Sorry guys, a noob here is going to resurrect this one. I am a Gen 1 Orion collector/ finatic, and my opinion varies. If the amp going in for repairs or restoration is an 8 out of 10 (minor wear and scratches ) DON"T TOUCH IT!!!!, if its below that then definately do it. I'll have to get some of my resto stuff put up here for you to see. I have screens made for all the old "stars and moon" amps I restore. I have the original colors of the silk screening, and anodizing. They come out looking flawless. Fixing the dings takes time for it to look good, but I still love finding the near perfect items and leaving them alone.


----------



## robert_wrath (Apr 24, 2011)

The Audio Art Series amplifiers would be the majority of the business drawn in for Resto.


----------



## sinister-kustoms (Jul 22, 2009)

What sort of media are you talking about? If it's a vinyl print, then no. If it's something like Hydro-dipping, then yes!


----------



## Hextall 27 (Jan 20, 2010)

I would love to see a proper way to restore the Art Series graphics. It would mean taking the amp down to bare metal, powder coating and then silk screening. Anything else, like those stickers, makes the amp a lot less collectable. The problem is of course Mrs Young owns that art work and she will for 70 years after she passes if I'm not mistaken. It would be nice if someone with the proper machinery could strike a deal with her. It would almost be worth it if you were VERY dedicated and didn't mind giving up part of your profit to her. Of course you shouldn't, without her art you don't have a product.


----------



## Cobra 19 & 54 (Dec 3, 2012)

PPI-ART COLLECTOR said:


> The reason they were never sold was because the original artist, Carolyn Hall Young, did not approve and PPI-ART stopped making them.
> You might give that one some thought since she's a member on this forum.
> 
> Bret
> PPI-ART COLLECTOR


Interested in hearing more about this. So even if I made the screens for the amps I own, it is technically infringement?


----------



## Darth SQ (Sep 17, 2010)

Cobra 19 & 54 said:


> Interested in hearing more about this. So even if I made the screens for the amps I own, it is technically infringement?

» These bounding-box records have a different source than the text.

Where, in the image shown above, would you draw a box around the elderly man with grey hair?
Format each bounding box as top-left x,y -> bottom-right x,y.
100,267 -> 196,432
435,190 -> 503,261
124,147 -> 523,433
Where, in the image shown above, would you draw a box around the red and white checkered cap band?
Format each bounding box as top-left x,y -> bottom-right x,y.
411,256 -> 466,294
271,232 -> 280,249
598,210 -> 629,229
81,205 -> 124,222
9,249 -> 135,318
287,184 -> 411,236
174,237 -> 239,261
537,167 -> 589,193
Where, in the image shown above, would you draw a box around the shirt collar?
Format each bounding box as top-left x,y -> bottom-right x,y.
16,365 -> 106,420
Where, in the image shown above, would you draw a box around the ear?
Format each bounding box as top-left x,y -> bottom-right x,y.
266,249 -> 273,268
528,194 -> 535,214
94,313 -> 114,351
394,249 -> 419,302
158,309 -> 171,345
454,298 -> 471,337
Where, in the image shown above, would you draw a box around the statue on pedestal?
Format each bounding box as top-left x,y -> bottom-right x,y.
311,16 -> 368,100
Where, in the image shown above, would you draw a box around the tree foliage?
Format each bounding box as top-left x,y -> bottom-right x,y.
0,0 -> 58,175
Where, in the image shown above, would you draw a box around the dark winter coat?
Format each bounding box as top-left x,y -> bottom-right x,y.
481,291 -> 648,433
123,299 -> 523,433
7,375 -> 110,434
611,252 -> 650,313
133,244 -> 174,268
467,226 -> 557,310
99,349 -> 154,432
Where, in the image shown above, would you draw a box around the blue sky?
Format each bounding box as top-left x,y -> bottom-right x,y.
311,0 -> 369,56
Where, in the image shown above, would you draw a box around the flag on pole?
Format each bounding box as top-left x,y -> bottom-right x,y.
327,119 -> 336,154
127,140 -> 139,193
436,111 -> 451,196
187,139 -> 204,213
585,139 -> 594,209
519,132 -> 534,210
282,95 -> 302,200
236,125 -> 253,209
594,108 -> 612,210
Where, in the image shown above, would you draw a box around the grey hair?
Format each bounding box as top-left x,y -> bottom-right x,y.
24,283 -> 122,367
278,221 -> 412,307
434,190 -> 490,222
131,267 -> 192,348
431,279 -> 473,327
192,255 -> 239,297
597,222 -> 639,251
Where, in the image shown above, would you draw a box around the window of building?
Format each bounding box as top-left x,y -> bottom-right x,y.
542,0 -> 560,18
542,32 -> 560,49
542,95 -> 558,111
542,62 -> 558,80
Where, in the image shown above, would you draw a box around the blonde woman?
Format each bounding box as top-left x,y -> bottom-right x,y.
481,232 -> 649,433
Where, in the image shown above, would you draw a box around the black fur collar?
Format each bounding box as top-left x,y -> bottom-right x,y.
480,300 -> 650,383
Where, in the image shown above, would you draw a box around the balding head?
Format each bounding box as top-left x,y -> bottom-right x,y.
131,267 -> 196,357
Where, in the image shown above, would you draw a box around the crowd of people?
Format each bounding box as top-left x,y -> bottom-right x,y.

You're saying you would pay to make screens for every individual color of each amp for multiple amps just for you to use one time? :huh:


Bret
PPI-ART COLLECTOR


----------



## cubdenno (Nov 10, 2007)

I thought restoration was covered under copyright law...


----------



## Cobra 19 & 54 (Dec 3, 2012)

PPI-ART COLLECTOR said:


> You're saying you would pay to make screens for every individual color of each amp for multiple amps just for you to use one time? :huh:
> 
> 
> Bret
> PPI-ART COLLECTOR


I don't pay to do it, but otherwise yes. It's been over a year since I resto'd a PPI Art product, but if I remember correctly is was 6 colors ( Screens ). I also have them for all the "Star and Moon" Orions ( minus the GT's ). HCCA, GX line complete. My buddy here in town owns a silk screen business and I get to mess around in his shop whenever I need, as long as I don't screw up his production.


----------